Is he asking us for a soda? Is that all he wants? Maybe he can tell us where the border is.

“Yes, it’s that way. Not far, you go.”

A conspicuous and incongruous metal sign is barely visible above the tall grass on the right side of the road. Tanroads, it says at the top, like a header, and below it lists four cities and the distance to each. Are we in Tanzania? Did we cross the border? And what is a mileage sign doing here? There isn’t a single mileage sign in all of Uganda, and now here there’s one where there are no drivers to read it.

At what looks like it might be an official border a log has been laid across the road, and a sign is propped on it: Police Checkpoint. To the left of the road is a house of cards, several rectangular sheets of scrap metal stacked in a way that just barely keeps them all standing. A thick, balding, jovial man in a purple soccer jersey sits on the dusty ground outside, plucking a chicken.

Najua Englisy?

“I only speak Swahili.”

Immigration?

“Kyaka, you go.”

Saturday?

“Yes, you go.”

With our tenuous claim to legal entry we drive to Kyaka, about a hundred kilometers away if the unexpected road sign could be believed. What happens if you get arrested for sneaking across an African border? In a car you never bothered to import? Without insurance? Can’t be good, can it?

The only people at the immigration office in Kyaka are a very large, underdressed housewife and what are presumably the children she and the absent immigration officer have parented. We sit in her living room and watch a Mexican telenovella while she phones her husband for us. She passes her phone.

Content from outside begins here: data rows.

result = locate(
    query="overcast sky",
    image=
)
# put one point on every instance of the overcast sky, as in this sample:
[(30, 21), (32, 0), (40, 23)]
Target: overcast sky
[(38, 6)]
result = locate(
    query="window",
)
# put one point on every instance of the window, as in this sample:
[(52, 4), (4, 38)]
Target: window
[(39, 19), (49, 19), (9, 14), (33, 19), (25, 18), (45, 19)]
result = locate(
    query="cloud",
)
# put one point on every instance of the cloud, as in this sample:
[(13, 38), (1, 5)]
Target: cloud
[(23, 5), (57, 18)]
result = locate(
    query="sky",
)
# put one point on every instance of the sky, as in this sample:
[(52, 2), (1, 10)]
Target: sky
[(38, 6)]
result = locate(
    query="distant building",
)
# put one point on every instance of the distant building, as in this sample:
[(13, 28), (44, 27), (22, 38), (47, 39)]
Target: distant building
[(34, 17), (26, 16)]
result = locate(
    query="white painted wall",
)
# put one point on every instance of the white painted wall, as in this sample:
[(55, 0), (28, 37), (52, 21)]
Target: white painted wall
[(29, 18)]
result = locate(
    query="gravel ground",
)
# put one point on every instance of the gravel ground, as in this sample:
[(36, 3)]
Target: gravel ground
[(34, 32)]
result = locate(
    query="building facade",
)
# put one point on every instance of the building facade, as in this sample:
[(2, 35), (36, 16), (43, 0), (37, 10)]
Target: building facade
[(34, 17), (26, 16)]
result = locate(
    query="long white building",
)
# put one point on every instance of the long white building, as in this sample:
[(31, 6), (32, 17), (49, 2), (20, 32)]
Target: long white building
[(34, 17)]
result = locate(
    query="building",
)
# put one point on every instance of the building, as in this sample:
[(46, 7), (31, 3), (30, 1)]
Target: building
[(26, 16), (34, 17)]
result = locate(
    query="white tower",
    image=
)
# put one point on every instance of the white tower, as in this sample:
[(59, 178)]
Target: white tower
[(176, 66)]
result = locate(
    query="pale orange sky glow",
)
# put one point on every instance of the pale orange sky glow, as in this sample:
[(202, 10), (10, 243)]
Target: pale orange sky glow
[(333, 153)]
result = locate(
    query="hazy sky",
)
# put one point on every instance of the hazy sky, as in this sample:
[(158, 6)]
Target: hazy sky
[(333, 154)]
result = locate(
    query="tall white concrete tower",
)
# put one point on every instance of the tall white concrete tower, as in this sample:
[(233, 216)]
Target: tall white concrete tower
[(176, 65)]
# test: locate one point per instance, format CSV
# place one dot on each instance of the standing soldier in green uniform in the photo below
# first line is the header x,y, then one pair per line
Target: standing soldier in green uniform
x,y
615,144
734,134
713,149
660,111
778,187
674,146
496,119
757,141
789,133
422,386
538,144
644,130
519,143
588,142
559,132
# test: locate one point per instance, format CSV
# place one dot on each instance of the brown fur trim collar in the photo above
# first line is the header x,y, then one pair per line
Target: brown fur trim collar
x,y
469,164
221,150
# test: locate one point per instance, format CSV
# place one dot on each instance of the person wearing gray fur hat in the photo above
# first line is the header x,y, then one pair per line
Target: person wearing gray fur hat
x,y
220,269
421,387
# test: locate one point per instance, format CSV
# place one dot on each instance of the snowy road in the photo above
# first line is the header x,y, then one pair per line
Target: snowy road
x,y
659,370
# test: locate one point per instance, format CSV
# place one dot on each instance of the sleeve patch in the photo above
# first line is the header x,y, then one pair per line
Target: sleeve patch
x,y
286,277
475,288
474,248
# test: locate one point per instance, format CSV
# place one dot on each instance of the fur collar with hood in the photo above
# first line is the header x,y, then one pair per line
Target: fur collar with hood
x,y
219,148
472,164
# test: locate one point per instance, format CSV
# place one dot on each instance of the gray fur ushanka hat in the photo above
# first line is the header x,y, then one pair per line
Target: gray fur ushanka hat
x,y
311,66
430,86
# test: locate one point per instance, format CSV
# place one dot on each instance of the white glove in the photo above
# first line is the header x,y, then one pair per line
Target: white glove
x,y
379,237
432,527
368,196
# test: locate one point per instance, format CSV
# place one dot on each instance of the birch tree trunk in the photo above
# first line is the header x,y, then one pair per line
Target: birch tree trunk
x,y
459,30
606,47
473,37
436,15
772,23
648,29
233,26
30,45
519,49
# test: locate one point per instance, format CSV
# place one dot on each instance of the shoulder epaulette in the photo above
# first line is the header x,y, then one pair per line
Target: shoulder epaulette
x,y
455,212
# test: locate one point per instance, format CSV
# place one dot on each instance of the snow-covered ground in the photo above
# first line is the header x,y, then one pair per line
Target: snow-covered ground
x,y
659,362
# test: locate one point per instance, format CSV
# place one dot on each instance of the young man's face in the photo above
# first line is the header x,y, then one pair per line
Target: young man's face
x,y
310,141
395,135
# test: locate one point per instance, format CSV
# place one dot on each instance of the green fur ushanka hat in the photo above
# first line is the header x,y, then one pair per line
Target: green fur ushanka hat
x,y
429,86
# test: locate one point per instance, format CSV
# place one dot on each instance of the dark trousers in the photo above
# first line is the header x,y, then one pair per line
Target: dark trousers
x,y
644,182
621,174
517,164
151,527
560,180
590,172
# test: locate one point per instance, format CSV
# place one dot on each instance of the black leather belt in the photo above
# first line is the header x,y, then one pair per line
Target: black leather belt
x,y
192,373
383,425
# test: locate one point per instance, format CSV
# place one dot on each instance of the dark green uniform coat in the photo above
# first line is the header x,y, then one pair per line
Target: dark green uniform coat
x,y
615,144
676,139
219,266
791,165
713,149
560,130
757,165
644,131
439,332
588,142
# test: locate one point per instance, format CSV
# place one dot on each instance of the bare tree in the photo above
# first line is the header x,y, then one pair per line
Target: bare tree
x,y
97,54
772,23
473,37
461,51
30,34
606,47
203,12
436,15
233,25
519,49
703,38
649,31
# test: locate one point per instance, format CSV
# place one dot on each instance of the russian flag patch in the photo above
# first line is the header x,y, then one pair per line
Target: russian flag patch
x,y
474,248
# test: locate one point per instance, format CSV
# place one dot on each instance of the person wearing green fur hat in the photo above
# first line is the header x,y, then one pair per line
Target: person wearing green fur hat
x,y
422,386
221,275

“You come Monday. I am at the market.”

But we are illegal – shit, can I say that to him? that we’re illegal? – but we just crossed the border and we need to buy our visas.

“I am coming.”

In his office, which was separate from his living room, he is friendly but suspicious of our irregular movement.

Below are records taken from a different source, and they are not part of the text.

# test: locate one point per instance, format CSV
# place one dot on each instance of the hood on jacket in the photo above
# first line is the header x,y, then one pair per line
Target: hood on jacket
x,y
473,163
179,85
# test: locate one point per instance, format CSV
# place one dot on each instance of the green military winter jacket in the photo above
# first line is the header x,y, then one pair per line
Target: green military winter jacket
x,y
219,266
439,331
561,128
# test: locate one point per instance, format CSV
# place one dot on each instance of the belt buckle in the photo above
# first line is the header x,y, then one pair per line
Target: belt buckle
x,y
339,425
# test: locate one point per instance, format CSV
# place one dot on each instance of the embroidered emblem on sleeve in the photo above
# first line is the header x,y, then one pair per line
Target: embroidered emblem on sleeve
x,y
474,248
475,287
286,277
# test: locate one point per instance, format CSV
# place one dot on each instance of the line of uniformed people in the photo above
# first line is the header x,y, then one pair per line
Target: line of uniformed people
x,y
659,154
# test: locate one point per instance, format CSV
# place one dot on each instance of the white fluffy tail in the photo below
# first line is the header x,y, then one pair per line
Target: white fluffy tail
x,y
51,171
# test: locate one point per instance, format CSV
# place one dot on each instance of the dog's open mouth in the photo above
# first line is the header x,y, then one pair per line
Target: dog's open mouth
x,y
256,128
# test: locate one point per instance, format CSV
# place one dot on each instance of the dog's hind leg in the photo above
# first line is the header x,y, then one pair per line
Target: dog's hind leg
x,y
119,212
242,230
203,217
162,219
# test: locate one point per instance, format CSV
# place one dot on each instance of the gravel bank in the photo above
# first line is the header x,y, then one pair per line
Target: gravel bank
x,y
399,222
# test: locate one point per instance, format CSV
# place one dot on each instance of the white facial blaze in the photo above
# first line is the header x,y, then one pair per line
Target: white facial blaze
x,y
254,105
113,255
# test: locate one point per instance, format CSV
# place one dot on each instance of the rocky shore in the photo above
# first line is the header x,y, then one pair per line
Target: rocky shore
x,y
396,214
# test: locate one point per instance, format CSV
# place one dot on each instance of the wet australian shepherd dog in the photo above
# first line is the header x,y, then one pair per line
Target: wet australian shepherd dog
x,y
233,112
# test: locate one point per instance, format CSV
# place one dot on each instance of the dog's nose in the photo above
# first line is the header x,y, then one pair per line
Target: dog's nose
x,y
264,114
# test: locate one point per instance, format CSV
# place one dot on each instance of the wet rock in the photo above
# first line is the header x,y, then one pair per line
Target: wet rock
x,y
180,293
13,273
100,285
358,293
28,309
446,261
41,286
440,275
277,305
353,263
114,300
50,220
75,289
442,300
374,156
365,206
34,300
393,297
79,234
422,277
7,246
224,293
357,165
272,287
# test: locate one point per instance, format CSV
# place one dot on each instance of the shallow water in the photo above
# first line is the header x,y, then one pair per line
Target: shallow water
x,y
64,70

“You must drive to the official border.”

But it’s an hour away, and we’d be illegal the whole way. The car doesn’t have insurance. What if the police stop us?

“I can’t stamp you in until Uganda stamps you out.”

But now that we’re here we can’t get out of Tanzania until you stamp us into Tanzania. They won’t let us back across the border. It was an argument we would win, though he quickly refuses when we ask for a multiple entry visa. Suspicious in his own way, he does not issue a receipt for the money we give him for our visas.

“You have seven days.”

Having legalized ourselves, we have to import the car. The nearest office doesn’t have the right papers – but does have a large heap of delicious dried pineapple sitting on the dirty counter – so we have to drive to another one, all the way back to the official border crossing that we talked the immigration officer out of sending us to. We are fearful that every police officer along the way might notice our illegal, uninsured car. We pass through several roadblocks, but no one stops us.

The customs officer requires a copy of the car’s registration, and the nearest copier is in Uganda. After struggling to get our visas in Tanzania, we now sneak down an alleyway back into Uganda, just to use the copy machine. Back at the customs office in Tanzania, the paperwork is perfunctory. As we are leaving we ask where to get the car insured.

“Why do you want to do that?”

What if the police stop us?

“What is this sticker here?”

Our insurance in Kenya.

“You just point to this one and you tell the police it is for Tanzania. They cannot read.”

Are you joking? Is he joking? We chuckle in a way meant to show we are either laughing with him at the absurdity of a government official suggesting we break the law or laughing with him at the idiots over in the police department, whichever one he means.

“You just look very serious. You don’t laugh, you look serious. They will let you go.”

We drove away. Do you think he’s phoning his police buddies at the next roadblock to tell them to be looking for a white couple in a Suzuki without insurance?